Disclaimer: I am the PM of Google Cloud Bigtable.

It appears you're confusing Bigtable with Datastore (to be fair, Datastore is built on Megastore, which is built on Bigtable, so it's an understandable confusion), but let's be clear: Google Cloud Bigtable != Google Cloud Datastore.

The URL you cited about consistency models: https://cloud.google.com/datastore/docs/articles/balancing-s... is entirely about Datastore, but you referred to it as Bigtable.

windlep · on July 8, 2017

Sorry about that, I had difficulty finding anything about the consistency model of BigTable. Upon further reading on SSTables and how BigTable distributes them across nodes, it appears there is full consistency but if a node goes down the data on it is inaccessible?

wora · on July 8, 2017

If a node goes down, another node will replace it quickly. The node (aka tablet server) doesn't own any data. The data is stored on lower level storage layer.
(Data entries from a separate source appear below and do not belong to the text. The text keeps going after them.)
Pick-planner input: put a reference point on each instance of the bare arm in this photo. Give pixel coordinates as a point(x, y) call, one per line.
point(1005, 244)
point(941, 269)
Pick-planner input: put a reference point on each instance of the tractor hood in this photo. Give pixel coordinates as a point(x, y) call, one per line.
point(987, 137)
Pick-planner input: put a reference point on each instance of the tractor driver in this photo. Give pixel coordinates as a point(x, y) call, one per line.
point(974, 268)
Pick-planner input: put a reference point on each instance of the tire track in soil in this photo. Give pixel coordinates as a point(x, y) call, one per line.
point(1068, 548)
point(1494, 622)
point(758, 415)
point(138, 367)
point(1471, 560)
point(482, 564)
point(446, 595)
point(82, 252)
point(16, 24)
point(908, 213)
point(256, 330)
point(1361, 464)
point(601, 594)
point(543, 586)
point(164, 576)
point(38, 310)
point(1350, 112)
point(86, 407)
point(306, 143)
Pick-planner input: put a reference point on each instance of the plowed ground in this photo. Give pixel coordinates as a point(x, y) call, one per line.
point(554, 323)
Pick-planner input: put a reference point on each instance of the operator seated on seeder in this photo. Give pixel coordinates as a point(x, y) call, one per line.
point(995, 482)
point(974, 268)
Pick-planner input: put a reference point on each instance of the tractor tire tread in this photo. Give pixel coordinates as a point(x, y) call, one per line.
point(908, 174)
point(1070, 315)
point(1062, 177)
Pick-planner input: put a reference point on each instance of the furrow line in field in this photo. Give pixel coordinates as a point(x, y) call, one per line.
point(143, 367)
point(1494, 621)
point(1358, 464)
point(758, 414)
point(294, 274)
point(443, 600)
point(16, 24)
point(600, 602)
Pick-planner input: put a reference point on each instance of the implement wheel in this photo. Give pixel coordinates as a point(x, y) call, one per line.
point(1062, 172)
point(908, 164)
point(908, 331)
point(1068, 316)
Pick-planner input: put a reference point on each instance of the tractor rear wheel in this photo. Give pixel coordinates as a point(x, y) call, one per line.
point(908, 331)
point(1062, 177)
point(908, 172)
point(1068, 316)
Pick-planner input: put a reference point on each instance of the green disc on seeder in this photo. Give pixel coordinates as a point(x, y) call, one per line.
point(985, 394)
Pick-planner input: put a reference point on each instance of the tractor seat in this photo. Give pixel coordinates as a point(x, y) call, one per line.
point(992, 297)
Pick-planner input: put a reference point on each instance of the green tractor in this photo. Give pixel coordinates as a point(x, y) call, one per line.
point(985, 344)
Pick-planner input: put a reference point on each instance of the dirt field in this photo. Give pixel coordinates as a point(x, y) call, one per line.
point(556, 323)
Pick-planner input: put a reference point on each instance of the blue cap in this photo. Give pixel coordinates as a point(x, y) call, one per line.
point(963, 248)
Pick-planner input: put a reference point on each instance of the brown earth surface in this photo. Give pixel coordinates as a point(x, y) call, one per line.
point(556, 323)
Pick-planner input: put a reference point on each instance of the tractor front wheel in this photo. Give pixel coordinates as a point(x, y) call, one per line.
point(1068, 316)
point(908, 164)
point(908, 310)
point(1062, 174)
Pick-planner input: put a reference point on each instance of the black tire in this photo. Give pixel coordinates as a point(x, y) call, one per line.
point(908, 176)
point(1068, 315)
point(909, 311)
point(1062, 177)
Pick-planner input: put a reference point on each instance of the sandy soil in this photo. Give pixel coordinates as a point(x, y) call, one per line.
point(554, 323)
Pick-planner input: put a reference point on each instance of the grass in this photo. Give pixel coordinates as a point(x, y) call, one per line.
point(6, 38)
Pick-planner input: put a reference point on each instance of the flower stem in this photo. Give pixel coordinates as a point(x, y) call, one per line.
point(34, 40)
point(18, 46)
lwansbrough · on July 8, 2017

We store 100-1000 GB of data in each wide table on our untrendy on-prem SQL server boxes. 10GB is peanuts. In fact, I propose (given the limitations suggested by the author) that DynamoDB may have NO practical uses worth exploring. If NoSQL is about scale, and it can't scale, what's it good for?

I can understand having to optimize your key space, but in this case it necessitates extreme premature optimization.
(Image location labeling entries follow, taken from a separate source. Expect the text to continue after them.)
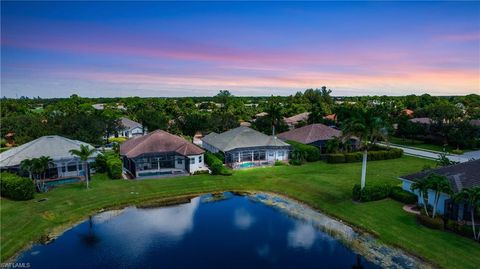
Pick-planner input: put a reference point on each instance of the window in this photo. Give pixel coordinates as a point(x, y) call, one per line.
point(72, 167)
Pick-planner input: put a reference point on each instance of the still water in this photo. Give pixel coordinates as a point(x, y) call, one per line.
point(234, 232)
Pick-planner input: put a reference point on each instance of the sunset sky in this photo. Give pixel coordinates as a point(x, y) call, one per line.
point(110, 49)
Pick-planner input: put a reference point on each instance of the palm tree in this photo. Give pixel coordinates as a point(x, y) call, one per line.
point(422, 187)
point(27, 165)
point(439, 184)
point(472, 197)
point(84, 153)
point(367, 128)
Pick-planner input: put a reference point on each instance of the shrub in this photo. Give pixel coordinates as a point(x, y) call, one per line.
point(311, 153)
point(336, 158)
point(370, 192)
point(114, 166)
point(100, 164)
point(16, 187)
point(295, 162)
point(401, 195)
point(457, 151)
point(436, 223)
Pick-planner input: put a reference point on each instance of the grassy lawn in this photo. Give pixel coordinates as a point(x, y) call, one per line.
point(326, 187)
point(419, 144)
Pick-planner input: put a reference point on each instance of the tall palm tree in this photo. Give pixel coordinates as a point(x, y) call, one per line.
point(367, 128)
point(27, 166)
point(84, 153)
point(422, 187)
point(439, 184)
point(274, 110)
point(472, 197)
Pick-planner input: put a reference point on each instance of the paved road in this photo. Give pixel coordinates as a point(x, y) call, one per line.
point(434, 154)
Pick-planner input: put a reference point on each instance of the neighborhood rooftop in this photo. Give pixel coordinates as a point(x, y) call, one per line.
point(311, 133)
point(158, 141)
point(463, 175)
point(241, 137)
point(54, 146)
point(128, 123)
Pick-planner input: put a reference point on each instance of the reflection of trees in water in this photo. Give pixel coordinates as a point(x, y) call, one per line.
point(90, 238)
point(358, 264)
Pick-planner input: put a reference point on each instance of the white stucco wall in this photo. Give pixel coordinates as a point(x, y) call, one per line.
point(197, 164)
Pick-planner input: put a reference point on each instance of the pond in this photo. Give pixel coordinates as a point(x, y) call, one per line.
point(222, 231)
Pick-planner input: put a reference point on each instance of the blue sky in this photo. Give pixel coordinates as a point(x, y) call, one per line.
point(54, 49)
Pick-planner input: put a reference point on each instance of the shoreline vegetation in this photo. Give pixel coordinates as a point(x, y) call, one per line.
point(323, 187)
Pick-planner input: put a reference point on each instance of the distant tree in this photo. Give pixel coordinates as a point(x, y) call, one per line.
point(367, 128)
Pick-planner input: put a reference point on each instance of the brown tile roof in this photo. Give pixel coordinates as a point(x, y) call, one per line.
point(421, 120)
point(297, 118)
point(158, 141)
point(463, 175)
point(311, 133)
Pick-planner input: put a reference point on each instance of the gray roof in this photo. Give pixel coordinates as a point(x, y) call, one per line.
point(242, 137)
point(54, 146)
point(129, 124)
point(463, 175)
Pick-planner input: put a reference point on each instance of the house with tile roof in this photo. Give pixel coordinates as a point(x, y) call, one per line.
point(314, 134)
point(460, 176)
point(64, 166)
point(294, 120)
point(160, 154)
point(130, 128)
point(244, 147)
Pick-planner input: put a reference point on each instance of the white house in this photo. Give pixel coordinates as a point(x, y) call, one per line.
point(244, 147)
point(160, 154)
point(64, 167)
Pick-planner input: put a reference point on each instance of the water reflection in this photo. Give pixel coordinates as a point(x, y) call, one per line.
point(195, 235)
point(303, 235)
point(242, 219)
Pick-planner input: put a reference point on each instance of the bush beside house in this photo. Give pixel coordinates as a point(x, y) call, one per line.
point(110, 163)
point(16, 187)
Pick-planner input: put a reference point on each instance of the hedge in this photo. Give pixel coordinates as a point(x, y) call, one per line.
point(311, 153)
point(401, 195)
point(373, 155)
point(216, 165)
point(16, 187)
point(370, 192)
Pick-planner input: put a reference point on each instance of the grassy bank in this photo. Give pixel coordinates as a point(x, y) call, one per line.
point(323, 186)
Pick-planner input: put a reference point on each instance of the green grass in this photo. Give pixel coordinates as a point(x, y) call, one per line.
point(326, 187)
point(419, 144)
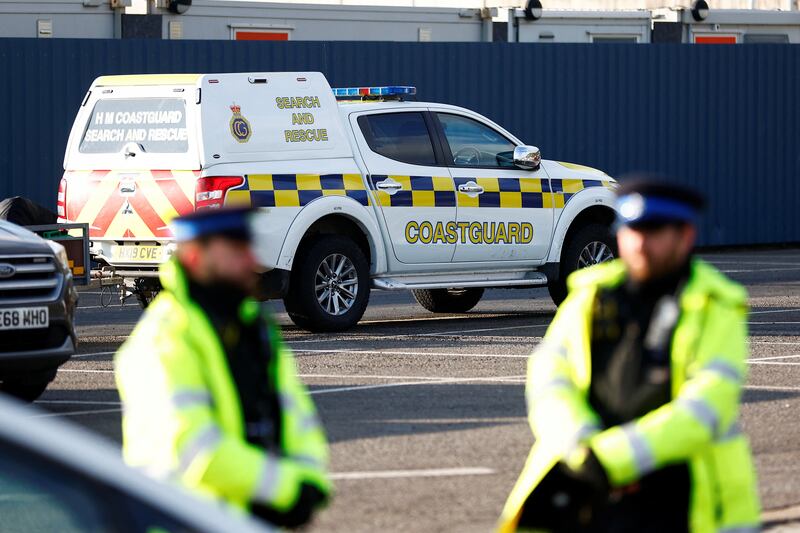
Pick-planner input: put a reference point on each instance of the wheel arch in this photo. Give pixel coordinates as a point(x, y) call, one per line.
point(334, 217)
point(580, 211)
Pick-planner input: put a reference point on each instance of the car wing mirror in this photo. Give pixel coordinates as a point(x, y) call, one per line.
point(527, 157)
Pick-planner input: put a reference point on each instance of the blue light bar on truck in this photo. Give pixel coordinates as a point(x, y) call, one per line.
point(361, 92)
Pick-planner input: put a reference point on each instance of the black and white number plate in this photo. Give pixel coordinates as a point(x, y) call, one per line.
point(24, 318)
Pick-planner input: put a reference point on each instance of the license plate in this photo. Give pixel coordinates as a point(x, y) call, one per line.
point(137, 254)
point(24, 318)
manojlds · on July 8, 2017

From my understanding, node is virtual nodes. This article on Cassandra should give some info - https://docs.datastax.com/en/cassandra/2.1/cassandra/archite...

ryanworl · on July 8, 2017

Each shard is 10GB. The unit of scale is a shard. You can have as many shards as you want.
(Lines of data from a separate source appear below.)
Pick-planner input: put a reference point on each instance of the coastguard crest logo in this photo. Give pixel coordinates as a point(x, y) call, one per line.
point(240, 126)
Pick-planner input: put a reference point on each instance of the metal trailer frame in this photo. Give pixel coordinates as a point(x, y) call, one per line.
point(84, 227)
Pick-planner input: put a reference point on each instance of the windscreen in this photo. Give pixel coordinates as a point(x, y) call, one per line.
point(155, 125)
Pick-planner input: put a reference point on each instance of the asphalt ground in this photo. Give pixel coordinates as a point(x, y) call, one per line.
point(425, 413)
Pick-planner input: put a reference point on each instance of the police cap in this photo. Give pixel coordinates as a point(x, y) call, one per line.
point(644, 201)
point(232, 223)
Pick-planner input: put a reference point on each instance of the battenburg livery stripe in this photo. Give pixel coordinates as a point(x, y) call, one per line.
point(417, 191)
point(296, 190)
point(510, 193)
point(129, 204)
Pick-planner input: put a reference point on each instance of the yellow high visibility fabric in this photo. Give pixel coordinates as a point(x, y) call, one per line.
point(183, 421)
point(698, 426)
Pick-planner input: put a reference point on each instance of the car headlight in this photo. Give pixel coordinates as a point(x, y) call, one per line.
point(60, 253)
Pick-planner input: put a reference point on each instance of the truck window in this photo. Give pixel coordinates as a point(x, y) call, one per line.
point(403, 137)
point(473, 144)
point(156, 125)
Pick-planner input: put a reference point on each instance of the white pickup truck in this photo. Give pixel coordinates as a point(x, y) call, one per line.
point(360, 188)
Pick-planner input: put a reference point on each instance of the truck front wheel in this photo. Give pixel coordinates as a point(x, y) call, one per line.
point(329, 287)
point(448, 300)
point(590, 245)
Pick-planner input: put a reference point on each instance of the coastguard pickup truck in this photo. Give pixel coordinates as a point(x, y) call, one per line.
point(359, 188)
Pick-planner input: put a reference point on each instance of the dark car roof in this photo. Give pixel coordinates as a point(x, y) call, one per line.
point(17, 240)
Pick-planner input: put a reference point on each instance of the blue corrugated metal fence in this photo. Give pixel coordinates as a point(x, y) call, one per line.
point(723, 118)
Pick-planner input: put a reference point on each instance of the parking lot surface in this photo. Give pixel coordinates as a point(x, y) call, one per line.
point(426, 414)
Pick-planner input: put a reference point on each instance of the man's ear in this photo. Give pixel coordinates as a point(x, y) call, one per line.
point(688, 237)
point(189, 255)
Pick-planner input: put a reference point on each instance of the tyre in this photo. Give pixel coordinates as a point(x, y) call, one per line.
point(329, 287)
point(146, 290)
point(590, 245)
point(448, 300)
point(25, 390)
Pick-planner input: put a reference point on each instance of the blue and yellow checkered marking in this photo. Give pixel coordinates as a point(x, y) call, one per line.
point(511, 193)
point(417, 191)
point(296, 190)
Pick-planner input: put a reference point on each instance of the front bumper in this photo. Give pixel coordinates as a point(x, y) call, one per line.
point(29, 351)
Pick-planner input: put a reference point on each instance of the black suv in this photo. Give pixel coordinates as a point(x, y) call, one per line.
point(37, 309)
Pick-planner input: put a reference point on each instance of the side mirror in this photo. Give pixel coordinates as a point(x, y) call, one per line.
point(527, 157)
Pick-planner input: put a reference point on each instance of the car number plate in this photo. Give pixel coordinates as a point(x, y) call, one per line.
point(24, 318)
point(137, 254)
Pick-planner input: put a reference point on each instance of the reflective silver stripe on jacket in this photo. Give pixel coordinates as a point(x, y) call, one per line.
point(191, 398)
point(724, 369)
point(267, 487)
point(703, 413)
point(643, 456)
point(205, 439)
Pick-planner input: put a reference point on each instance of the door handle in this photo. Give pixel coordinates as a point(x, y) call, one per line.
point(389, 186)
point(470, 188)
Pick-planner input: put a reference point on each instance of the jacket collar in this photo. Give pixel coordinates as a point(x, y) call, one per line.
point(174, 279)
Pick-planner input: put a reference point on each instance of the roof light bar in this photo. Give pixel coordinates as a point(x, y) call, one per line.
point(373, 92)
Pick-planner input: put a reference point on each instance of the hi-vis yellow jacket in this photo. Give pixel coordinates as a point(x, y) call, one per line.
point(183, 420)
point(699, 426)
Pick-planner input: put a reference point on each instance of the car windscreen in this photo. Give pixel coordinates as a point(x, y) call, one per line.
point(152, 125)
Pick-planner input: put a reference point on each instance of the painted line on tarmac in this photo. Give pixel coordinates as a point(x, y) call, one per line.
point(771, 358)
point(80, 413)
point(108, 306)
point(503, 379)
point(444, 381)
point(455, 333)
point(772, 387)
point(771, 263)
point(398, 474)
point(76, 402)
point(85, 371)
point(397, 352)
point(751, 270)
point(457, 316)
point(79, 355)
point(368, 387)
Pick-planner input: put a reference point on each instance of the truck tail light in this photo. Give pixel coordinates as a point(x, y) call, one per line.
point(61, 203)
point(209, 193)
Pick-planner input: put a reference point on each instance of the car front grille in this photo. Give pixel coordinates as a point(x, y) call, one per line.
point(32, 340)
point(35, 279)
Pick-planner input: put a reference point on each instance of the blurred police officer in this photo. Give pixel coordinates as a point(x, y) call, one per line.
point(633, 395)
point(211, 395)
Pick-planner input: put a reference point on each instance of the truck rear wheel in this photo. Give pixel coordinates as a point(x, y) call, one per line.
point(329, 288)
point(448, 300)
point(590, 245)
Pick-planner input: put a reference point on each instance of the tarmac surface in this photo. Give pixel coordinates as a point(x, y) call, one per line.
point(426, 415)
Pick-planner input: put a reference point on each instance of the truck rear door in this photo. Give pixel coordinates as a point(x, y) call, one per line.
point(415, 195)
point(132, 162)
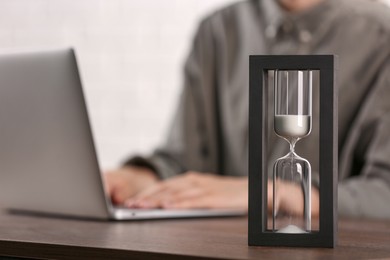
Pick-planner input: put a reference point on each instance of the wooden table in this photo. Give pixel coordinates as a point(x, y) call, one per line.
point(218, 238)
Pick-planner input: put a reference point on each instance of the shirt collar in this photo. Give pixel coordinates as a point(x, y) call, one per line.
point(309, 20)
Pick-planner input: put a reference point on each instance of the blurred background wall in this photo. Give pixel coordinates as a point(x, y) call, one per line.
point(130, 55)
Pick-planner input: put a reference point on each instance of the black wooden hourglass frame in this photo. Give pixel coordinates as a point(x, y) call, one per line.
point(259, 233)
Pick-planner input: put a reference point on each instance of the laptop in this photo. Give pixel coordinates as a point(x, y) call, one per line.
point(48, 162)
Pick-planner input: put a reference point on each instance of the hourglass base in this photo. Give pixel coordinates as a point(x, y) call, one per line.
point(291, 229)
point(292, 174)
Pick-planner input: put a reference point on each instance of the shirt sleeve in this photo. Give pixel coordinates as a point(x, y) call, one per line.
point(366, 191)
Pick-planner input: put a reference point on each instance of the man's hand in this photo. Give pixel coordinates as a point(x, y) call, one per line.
point(290, 199)
point(194, 190)
point(125, 182)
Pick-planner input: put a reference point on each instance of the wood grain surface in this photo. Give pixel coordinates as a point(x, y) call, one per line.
point(39, 236)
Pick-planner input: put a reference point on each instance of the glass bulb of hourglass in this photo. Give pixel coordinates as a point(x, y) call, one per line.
point(292, 127)
point(292, 173)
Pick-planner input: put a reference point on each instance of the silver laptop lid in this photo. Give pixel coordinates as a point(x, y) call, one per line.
point(47, 156)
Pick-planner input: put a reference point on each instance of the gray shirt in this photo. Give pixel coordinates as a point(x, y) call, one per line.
point(209, 132)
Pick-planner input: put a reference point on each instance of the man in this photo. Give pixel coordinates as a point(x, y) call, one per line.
point(204, 161)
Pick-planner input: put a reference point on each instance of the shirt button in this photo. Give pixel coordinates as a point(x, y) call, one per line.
point(270, 32)
point(305, 36)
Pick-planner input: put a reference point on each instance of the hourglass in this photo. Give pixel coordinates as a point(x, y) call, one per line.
point(292, 122)
point(292, 97)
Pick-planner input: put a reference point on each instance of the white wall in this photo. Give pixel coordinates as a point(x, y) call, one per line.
point(130, 55)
lwansbrough · on July 8, 2017

It's one shard per node though, right? So you're talking about SERIOUS cost when you want to store _actual_ big data.

ryanworl · on July 8, 2017

You don't pay per node. In fact, the concept of a node is not exposed at all. Each shard is technically on three nodes for high availability. You pay for provisioned capacity and data storage per GB.

pmohan6 · on July 8, 2017

DynamoDB is a multi-tenant service. There is no dedicated node for you. Each shard is replicated across 3 nodes and those nodes contain replicas of other shards/tables.

throwaway91111 · on July 8, 2017

It's amazing how much you can put into a reply without directly addressing any of the concerns. Are you serious that dynamodb can't even hold 10GB? If you intended to defend the database I think you failed. Sqlite3 can store 10 gigs without sweating. What on earth can you use dynamo db for if it doesn't scale with the data? The way you describe it seems much WORSE than the OP.

windlep · on July 8, 2017

I said it was per node (which is a shard), it's not a limit per table. Did you read the original article or my reply? Both of them state this is per node and how DynamoDB decides when to shard to more nodes.

Edit: Sorry, I did mention 10GB originally in relation to a table. That was incorrect of course.

throwaway91111 · on July 8, 2017

I did. However, 10GB still seems extremely small. A commodity postgres, cassandra, or cockroachdb server can serve HUNDREDS of GB per node. Why is the size per node so small for dynamodb?

It seems like poor key space design.

phamilton · on July 8, 2017

While not exactly the same, the Dynamo paper outlines that a single host is composed of many virtual nodes. It is very likely that a physical DynamoDB host will have dozens of nodes. This is done so that the cluster can scale up or down independent of the number of hosts while avoiding a gross imbalance. (12 nodes on 11 hosts means one host has 100% more traffic. 34 nodes on 11 hosts means one host has 33% more traffic.)

pzb · on July 8, 2017

It is important to note that "Dynamo" and "DynamoDB" are two very different things that happen to share many of the same letters. DynamoDB is not Dynamo.

manojlds · on July 8, 2017

This Cassandra article should provide some info on virtual nodes. https://docs.datastax.com/en/cassandra/2.1/cassandra/archite...

windlep · on July 8, 2017

Agreed entirely, I do wonder what kind of internal constraints led Amazon to have these limits. Maybe in the future they'll go away, as so many other seemingly arbitrary limits do.

zwily · on July 8, 2017

10GB is per partition, not per node.